More than half of Americans who expect to get a tax refund plan on spending it and few are anticipating the money will go to long-term savings like retirement or a child's college education.
More than half of Americans who are receiving a tax refund plan to spend the majority of it, according to a survey by Capital One Bank. The IRS estimates the average refund will be $3,116, up 4.2% from 2013.
Of the 80% of Americans in Capital One’s annual Taxes and Savings Survey who said they expect to get a refund, 52% reported they plan to spend most of the refund. Most of those surveyed said they will be using the refund money to pay down debt or pay off bills (58%). Others reported they will be using the refund for every day expenses or necessities (15%); a vacation (7%); major purchase such as a car or appliances (7%); new clothes or accessories (1%); and a TV, iPad, smartphone, or other electronics (1%).

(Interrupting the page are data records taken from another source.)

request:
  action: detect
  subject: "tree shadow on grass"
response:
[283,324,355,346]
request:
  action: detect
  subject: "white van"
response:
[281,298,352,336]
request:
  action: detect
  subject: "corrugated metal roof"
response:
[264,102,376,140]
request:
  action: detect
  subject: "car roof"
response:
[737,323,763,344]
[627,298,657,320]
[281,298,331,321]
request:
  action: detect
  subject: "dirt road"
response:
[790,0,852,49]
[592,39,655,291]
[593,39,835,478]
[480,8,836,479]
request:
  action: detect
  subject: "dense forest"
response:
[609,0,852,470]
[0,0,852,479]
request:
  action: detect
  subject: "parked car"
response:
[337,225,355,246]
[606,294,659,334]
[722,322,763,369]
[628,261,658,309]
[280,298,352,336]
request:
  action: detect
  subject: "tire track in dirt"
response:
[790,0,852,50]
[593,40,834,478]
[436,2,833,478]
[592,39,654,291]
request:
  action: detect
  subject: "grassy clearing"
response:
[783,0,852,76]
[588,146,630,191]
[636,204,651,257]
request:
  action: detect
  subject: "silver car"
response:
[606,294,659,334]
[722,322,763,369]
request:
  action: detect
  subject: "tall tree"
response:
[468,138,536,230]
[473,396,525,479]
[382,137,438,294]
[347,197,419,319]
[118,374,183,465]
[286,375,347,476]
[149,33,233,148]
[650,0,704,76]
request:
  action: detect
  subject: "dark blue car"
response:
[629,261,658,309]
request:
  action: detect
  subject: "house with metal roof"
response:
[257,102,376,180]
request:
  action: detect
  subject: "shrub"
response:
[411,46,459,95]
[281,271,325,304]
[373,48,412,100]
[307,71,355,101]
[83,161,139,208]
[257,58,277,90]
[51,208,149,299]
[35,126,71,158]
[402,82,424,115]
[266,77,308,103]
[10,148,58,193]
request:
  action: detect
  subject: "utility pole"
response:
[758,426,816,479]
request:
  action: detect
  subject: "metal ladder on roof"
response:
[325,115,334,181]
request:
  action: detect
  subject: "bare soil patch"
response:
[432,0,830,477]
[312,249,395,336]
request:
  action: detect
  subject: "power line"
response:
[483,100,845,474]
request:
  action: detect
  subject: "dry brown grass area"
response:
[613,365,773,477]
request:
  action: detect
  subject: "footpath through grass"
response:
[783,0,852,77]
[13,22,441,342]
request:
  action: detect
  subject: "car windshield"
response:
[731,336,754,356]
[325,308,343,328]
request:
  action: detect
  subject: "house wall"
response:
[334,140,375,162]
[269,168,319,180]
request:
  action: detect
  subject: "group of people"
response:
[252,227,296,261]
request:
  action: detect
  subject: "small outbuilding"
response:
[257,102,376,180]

The 40% that plans on saving said they will use the money for short-term savings needs, such as in an emergency fund. Fewer Americans are anticipating long-term savings like retirement (15%) or a child’s college education (8%).
“Whether your goal is to save for the future, pay down debt to help get your finances in order or even to spend all or some of your refund on something important to you, planning ahead is essential to help keep yourself on track,” Jim Kelly, head of Direct Banking at Capital One, said in a statement.
The bank offered some suggestions to help consumers boost their savings: choose a product with the best rate of return to match your lifestyle and needs; save regularly by setting up automatic transfers; and avoid unnecessary fees that will eat away at your money.
“A tax refund isn't a year-end bonus or magic windfall, it's the government giving you some of your own money back, so it makes sense to think carefully about how you plan to use it, putting that refund to work for yourself and getting on a path to save more and invest in your financial future,” Kelly said.